How Our AI Summarization Pipeline Works
A technical look at how CandleForrest extracts structured trading strategies from YouTube videos using yt-dlp and GPT-4o-mini.
The Pipeline
When you submit a YouTube URL, a lot happens behind the scenes in a few seconds. Here's the full pipeline:
1. Metadata Extraction
We use yt-dlp to fetch video metadata — title, description, channel name, thumbnail, duration, and channel URL. No YouTube API key needed. yt-dlp scrapes it directly.
2. Transcript Fetching
yt-dlp also grabs the auto-generated English subtitles in VTT format. We clean the raw VTT by:
- Stripping timestamps and formatting tags
- Deduplicating consecutive identical lines (YouTube's auto-captions repeat a lot)
- Producing clean plain text
3. AI Summarization
The cleaned transcript goes to GPT-4o-mini via OpenAI's API with Instructor for structured outputs. We ask for:
- A concise summary of the strategy
- Tags for categorization (normalized via our synonym map)
- A containsStrategy boolean — if false, the submission is rejected
4. Strategy Step Extraction
A second LLM call extracts structured strategy steps:
- Setup conditions — what market state triggers the strategy
- Entry signal — the specific trigger to enter a trade
- Exit / take profit — when and how to close
- Stop loss & risk — risk management rules
- Indicators, timeframes, and markets — the technical context
5. Channel Resolution
We also create or update a channel record — scraping the YouTube channel page for the real profile picture, follower count, and handle.
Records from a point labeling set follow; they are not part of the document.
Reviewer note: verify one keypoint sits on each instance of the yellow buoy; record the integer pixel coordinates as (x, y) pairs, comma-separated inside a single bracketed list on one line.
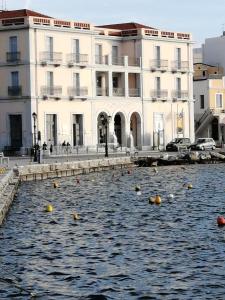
[(151, 200), (137, 188), (76, 216), (158, 200), (49, 208), (55, 184), (155, 170)]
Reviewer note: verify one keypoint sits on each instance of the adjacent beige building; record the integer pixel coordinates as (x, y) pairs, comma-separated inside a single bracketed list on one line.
[(71, 73), (209, 94)]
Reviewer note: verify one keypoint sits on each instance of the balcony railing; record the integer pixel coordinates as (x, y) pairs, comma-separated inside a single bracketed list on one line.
[(180, 66), (54, 91), (14, 91), (135, 92), (159, 94), (74, 92), (159, 64), (118, 60), (134, 61), (53, 58), (13, 57), (101, 60), (77, 59), (180, 95), (118, 92), (102, 92)]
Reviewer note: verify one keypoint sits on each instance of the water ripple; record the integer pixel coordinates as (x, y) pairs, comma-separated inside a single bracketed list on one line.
[(122, 247)]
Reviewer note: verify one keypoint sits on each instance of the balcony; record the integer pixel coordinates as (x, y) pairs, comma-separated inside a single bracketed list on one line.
[(102, 91), (134, 62), (134, 92), (81, 92), (118, 92), (159, 65), (13, 57), (180, 95), (77, 59), (51, 58), (51, 91), (14, 91), (101, 60), (180, 66), (159, 95), (117, 60)]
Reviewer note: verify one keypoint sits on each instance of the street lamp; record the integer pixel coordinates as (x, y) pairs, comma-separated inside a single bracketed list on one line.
[(34, 115), (105, 122)]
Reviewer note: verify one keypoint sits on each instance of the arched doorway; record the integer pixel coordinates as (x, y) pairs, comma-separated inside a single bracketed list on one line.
[(135, 128), (101, 129), (119, 128)]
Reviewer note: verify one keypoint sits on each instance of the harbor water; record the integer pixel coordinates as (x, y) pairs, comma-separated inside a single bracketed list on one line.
[(122, 247)]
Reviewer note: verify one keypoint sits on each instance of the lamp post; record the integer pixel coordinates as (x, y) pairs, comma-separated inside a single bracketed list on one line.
[(34, 115), (105, 122)]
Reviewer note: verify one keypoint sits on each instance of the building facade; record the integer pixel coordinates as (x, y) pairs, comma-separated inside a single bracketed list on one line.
[(209, 94), (70, 74)]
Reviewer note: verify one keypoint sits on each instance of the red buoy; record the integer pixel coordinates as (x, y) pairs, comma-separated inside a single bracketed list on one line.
[(221, 221)]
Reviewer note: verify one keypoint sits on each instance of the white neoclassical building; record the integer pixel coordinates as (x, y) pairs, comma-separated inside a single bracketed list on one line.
[(70, 73)]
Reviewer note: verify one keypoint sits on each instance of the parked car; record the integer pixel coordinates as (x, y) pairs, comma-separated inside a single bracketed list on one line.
[(178, 144), (203, 144)]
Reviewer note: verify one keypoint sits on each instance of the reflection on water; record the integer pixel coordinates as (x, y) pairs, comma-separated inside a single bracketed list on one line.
[(122, 247)]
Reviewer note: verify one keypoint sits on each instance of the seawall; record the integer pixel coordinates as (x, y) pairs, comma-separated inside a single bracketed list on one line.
[(10, 181)]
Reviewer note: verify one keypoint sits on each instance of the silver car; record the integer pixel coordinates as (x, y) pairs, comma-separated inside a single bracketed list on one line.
[(203, 144)]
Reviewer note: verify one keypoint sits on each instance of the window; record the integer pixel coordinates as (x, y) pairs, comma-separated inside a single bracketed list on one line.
[(49, 47), (76, 46), (50, 83), (115, 82), (76, 50), (15, 78), (98, 54), (77, 130), (13, 44), (76, 83), (202, 101), (158, 86), (178, 57), (178, 87), (219, 100), (115, 51), (51, 129), (158, 55)]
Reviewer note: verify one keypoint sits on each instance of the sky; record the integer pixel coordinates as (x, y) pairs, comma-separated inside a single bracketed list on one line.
[(202, 18)]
Why Not Use the YouTube API?
The YouTube Data API requires API keys, has strict quotas, and doesn't provide transcripts. yt-dlp gives us everything we need with zero configuration and no rate limits for our scale.
Tag Normalization
We maintain a synonym map of ~80 entries that normalizes common variations:
- "moving average", "MA", "SMA", "EMA" →
moving-averages - "support and resistance", "S/R", "support/resistance" →
support-resistance - "risk reward", "R:R", "risk-to-reward" →
risk-management
This keeps the tag filter clean and ensures related strategies cluster together.
What Could Go Wrong
The AI isn't perfect. Auto-generated transcripts can be noisy, especially for videos with heavy jargon or non-native speakers. That's why every strategy card shows a disclaimer: "AI-generated summary — watch the original video before trading this strategy."
Verified strategies (manually reviewed) get the disclaimer removed.